NARA’s crash data-preservation project is coming none too soon; today’s history is born digital and dies young. Many observers have noted this, but perhaps none more eloquently than a U.S. Air Force historian named Eduard Mark. In a 2003 posting to a Michigan State University discussion group frequented by fellow historians, he wrote: “It will be impossible to write the history of recent diplomatic and military history as we have written about World War II and the early Cold War. Too many records are gone. Think of Villon’s haunting refrain, ‘Ou sont les neiges d’antan?’ and weep….History as we have known it is dying, and with it the public accountability of government and rational public administration.” Take the 1989 U.S. invasion of Panama, in which U.S. forces removed Manuel Noriega and 23 troops lost their lives, along with at least 200 Panamanian fighters and 300 civilians. Mark wrote (and recently stood by his comments) that he could not secure many basic records of the invasion, because a number were electronic and had not been kept. “The federal system for maintaining records has in many agencies – indeed in every agency with which I am familiar – collapsed utterly,” Mark wrote.
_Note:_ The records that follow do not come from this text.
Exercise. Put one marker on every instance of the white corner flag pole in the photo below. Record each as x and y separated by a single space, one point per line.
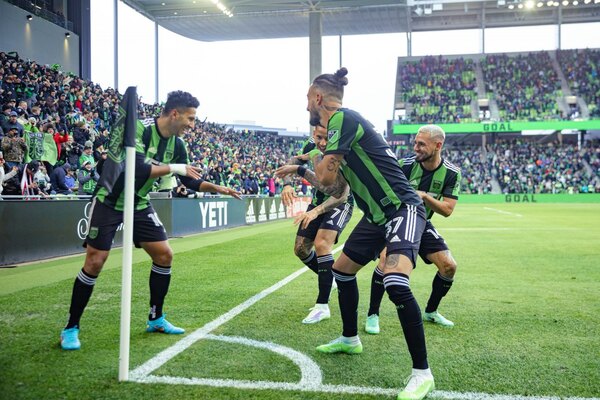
127 261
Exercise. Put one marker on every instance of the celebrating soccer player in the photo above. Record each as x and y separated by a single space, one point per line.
394 217
161 145
320 226
437 181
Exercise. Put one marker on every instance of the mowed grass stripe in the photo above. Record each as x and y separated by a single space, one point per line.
524 301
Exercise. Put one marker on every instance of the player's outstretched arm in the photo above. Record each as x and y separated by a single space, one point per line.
211 187
327 169
325 207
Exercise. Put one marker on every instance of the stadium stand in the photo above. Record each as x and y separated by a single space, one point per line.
437 89
62 110
525 87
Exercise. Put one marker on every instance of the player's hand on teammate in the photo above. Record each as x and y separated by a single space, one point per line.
305 218
193 172
229 192
286 170
287 195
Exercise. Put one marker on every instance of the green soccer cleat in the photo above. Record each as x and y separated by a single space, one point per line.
163 326
417 387
69 339
372 324
339 345
437 318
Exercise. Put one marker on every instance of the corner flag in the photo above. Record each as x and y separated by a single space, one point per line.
122 135
121 150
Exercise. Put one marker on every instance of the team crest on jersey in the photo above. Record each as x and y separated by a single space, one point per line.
93 234
331 134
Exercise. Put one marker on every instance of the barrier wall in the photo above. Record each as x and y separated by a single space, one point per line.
35 230
530 198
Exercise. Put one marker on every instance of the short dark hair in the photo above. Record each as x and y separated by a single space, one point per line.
179 99
332 84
Of course, managing growing data collections is already a crisis for many institutions, from hospitals to banks to universities. Tom Hawk, general manager for enterprise storage at IBM, says that in the next three years, humanity will generate more data–from websites to digital photos and video–than it generated in the previous 1,000 years. “It’s a whole new set of challenges to IT organizations that have not been dealing with that level of data and complexity,” Hawk says. In 1996, companies spent 11 percent of their IT budgets on storage, but that figure will likely double to 22 percent in 2007, according to International Technology Group of Los Altos, CA.
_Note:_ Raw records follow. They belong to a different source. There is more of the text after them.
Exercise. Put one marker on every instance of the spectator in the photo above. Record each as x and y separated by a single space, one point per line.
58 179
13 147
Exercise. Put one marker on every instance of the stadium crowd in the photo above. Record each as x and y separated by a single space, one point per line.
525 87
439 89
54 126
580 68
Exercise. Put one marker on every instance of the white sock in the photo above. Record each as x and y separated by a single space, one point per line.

Still, NARA’s problem stands out because of the sheer volume of the records the U.S. government produces and receives, and the diversity of digital technologies they represent. “We operate on the premise that somewhere in the government they are using every software program that has ever been sold, and some that were never sold because they were developed for the government,” says Ken Thibodeau, director of the Archives’ electronic-records program. The scope of the problem, he adds, is “unlimited, and it’s open ended, because the formats keep changing.”
The Archives faces more than a Babel of formats; the electronic records it will eventually inherit are piling up at an ever accelerating pace. A taste: the Pentagon generates tens of millions of images from personnel files each year; the Clinton White House generated 38 million e-mail messages (and the current Bush White House is expected to generate triple that number); and the 2000 census returns were converted into more than 600 million TIFF-format image files, some 40 terabytes of data. A single patent application can contain a million pages, plus complex files like 3-D models of proteins or CAD drawings of aircraft parts. All told, NARA expects to receive 347 petabytes (see “Definitions” on previous page) of electronic records by 2022.
Currently, the Archives holds only a trivial number of electronic records. Stored on steel racks in NARA’s 11-year-old facility in College Park, the digital collection adds up to just five terabytes. Most of it consists of magnetic tapes of varying ages, many of them holding a mere 200 megabytes apiece–about the size of 10 high-resolution digital photographs. (The electronic holdings include such historical gems as records of military psychological-operations squads in Vietnam from 1970 to 1973, and interviews, diaries, and testimony collected by the U.S. Department of Justice’s Watergate Special Prosecution Force from 1973 to 1977.) From this modest collection, only a tiny number of visitors ever seek to copy data; little is available over the Internet.
Because the Archives has no good system for taking in more data, a tremendous backlog has built up. Census records, service records, Pentagon records of Iraq War decision-making, diplomatic messages – all sit in limbo at federal departments or in temporary record-holding centers around the country. A new avalanche of records from the Bush administration – the most electronic presidency yet–will descend in three and a half years, when the president leaves office. Leaving records sitting around at federal agencies for years, or decades, worked fine when everything was on paper, but data bits are nowhere near as reliable – and storing them means paying not just for the storage media, but for a sophisticated management system and extensive IT staff.